The Knicks also are expected to acquire Immanuel Quickley, a top shooting guard out of the University of Kentucky who was selected with the 25th pick by the Oklahoma City Thunder.

It was an unusual draft, held remotely because of the pandemic, and several players were overwhelmed on the occasion, including Toppin. He broke down in tears when he was interviewed on ESPN, both because he was returning to New York — he grew up in Brooklyn — and because he had emerged from almost total obscurity to become a top-10 pick.

“Hearing my name called is a blessing,” he told reporters. “A lot of people dream of this, and there’s only 60 picks, and I was one of those picks.”

When Toppin first walked through the doors at Mt. Zion, he stood 6-foot-5, weighed about 185 pounds and had trouble getting the attention of the best A.A.U. teams in his area. Today he is 6-foot-9, weighs 220 pounds and is the holder of the 2020 John R. Wooden Award for college player of the year after he led the Flyers to a 29-2 record last season.

He shoots from long range and midrange, and slashes to the rim, and he is known to electrify audiences with his innovative and acrobatic dunks.

“I don’t rank his dunks,” said Anthony Grant, the head coach at Dayton, “but he will definitely excite a crowd with his explosiveness, variety and showmanship. He’s fun to watch; must-see TV.”

Toppin tried to showcase his talent for years when few were watching, so when he does get the opportunity, he does not squander it. At Mt. Zion, when he had begun the process of stretching another four inches in height and blossoming into a remarkable player, he finally began to draw the attention of colleges around the country. A group of coaches from state universities like Minnesota and Wyoming came to watch him practice one day in February 2017. But Toppin had injured the thumb on his shooting hand during a tournament the day before. Harrison told all the disappointed coaches not to expect much.

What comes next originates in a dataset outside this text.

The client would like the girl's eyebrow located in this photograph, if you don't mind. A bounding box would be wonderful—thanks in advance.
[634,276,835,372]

Toppin practiced anyway and put on a show by shooting left-handed. Harrison said he went 6 for 8, all with his off hand.

“That’s unheard-of, right there,” Harrison said. “I was like, ‘Why didn’t you tell me you can shoot with your left hand, Obi?’ But he wasn’t afraid to do it.”

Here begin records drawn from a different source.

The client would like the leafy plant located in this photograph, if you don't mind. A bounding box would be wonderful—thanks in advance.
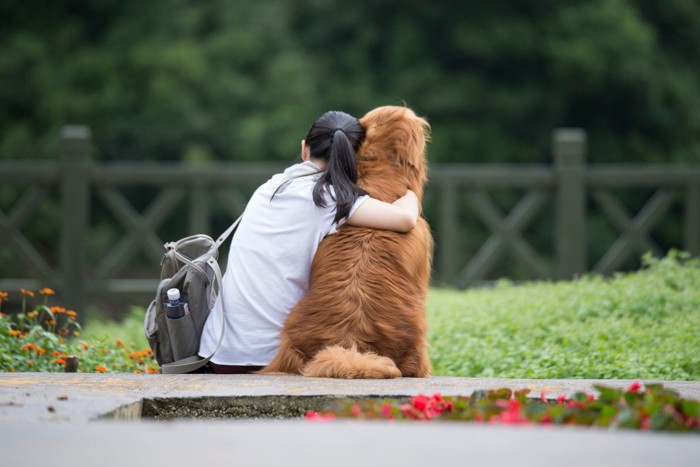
[306,382,700,433]
[428,251,700,380]
[0,288,158,373]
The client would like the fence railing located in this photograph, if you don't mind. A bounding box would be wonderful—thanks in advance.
[0,127,700,316]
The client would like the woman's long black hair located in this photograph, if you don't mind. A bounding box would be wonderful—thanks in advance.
[305,110,367,222]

By April of that year, Toppin was still available, and that is when Grant persuaded him to go to Dayton.

Grant recalled a game last year at St. Louis, when Toppin had a poor first-half performance. The visitors’ bench was right next to the student section and the students were riding Toppin hard as the Billikens took a 13-point lead midway through the second half.

But Toppin was fueled by the taunts. During a timeout, he emphatically told his teammates that they would not lose the game. He scored 8 points in the final four minutes of regulation to help force overtime, and Dayton won. But it was more than just the points: His demeanor and confidence permeated the entire team.

“The things he did to get us to overtime and then win the game,” Grant said, “and to be able to handle what was coming at him, that really impressed me.

Toppin said he modeled his game after Anthony Davis, the multi-tooled center for the Los Angeles Lakers, but acknowledged that he has a long way to go before he can match Davis as a defensive stalwart.

Defense is indeed the one aspect of Toppin’s game that needs work, but he will be tutored by the Knicks’ Tom Thibodeau, one of the best defensive coaches in the N.B.A. A lot of defense is about hard work and commitment, and Grant said that when Toppin was at Dayton, he was always eager to learn and quick to figure things out.

“I don’t see Obi being the defensive player of the year in the league,” Grant said. “But I also think he can be a great player and an asset. He’ll be everything that he’ll need to be to help the Knicks be successful. I still think he hasn’t scratched the surface.”